Insights into the thermal decomposition of organometallic compound ferrocene carboxaldehyde as precursor for hematite nanoparticles synthesis

Abstract

Abstract The paper deals with the thermal decomposition of organometallic compound ferrocene carboxaldehyde [(C5H4CHO)Fe(C5H5)] in oxidative atmosphere, which leads to pure hematite nanoparticles, studied with non-isothermal thermogravimetry (TG) protocol. Deconvolution method with Fraser-Suzuki fit function is adopted to resolve the complex multistep TG profiles into six different reaction steps. Step-wise reaction kinetic parameters (activation energy, reaction mechanism function, reaction rate) are estimated based on the mathematical analysis of the multi-heating rate TG data primarily following model-free (integral isoconversional) approach and using master-plot method. The estimated kinetic parameters are utilised to reconstruct the conversion plots which successfully resemble the experimentally observed ones.

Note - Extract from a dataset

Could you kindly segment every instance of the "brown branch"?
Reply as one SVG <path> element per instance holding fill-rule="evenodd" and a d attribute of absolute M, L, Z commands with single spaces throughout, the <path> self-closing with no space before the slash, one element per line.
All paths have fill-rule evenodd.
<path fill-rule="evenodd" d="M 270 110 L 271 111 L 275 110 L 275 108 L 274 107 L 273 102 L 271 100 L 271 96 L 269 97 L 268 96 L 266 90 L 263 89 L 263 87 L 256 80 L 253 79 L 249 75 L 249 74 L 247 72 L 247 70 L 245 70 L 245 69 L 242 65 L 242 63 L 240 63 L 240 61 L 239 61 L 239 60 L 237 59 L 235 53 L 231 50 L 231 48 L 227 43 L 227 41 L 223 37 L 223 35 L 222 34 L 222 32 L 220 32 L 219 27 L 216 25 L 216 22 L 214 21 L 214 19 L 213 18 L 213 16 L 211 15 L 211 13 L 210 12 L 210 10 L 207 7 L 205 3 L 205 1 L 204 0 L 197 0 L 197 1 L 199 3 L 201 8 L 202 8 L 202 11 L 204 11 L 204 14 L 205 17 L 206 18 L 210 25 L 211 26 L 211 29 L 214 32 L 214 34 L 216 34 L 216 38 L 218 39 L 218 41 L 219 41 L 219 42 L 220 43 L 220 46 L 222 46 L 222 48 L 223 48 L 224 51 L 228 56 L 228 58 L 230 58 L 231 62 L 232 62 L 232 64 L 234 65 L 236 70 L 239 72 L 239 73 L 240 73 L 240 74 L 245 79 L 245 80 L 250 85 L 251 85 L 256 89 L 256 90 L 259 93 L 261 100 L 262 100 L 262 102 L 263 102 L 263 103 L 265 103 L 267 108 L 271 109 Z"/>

A plausible reaction process leading to hematite on thermal decomposition of ferrocene carboxaldehyde as the end product is discussed. A comparative discussion on the thermal decomposition of two ferrocene derivatives have been made. The novelty of the present work lies in successful deconvolution of complex TG profiles and hence obtaining the step-wise reaction kinetic parameters demonstrating different reaction mechanisms involved in the thermal synthesis of hematite nanoparticles starting from ferrocene carboxaldehyde which have no prior reporting. Further, a satisfactory agreement between the reconstructed and experimental decomposition profiles establishes the correctness of the applied modelling approach as well as the methodology adopted.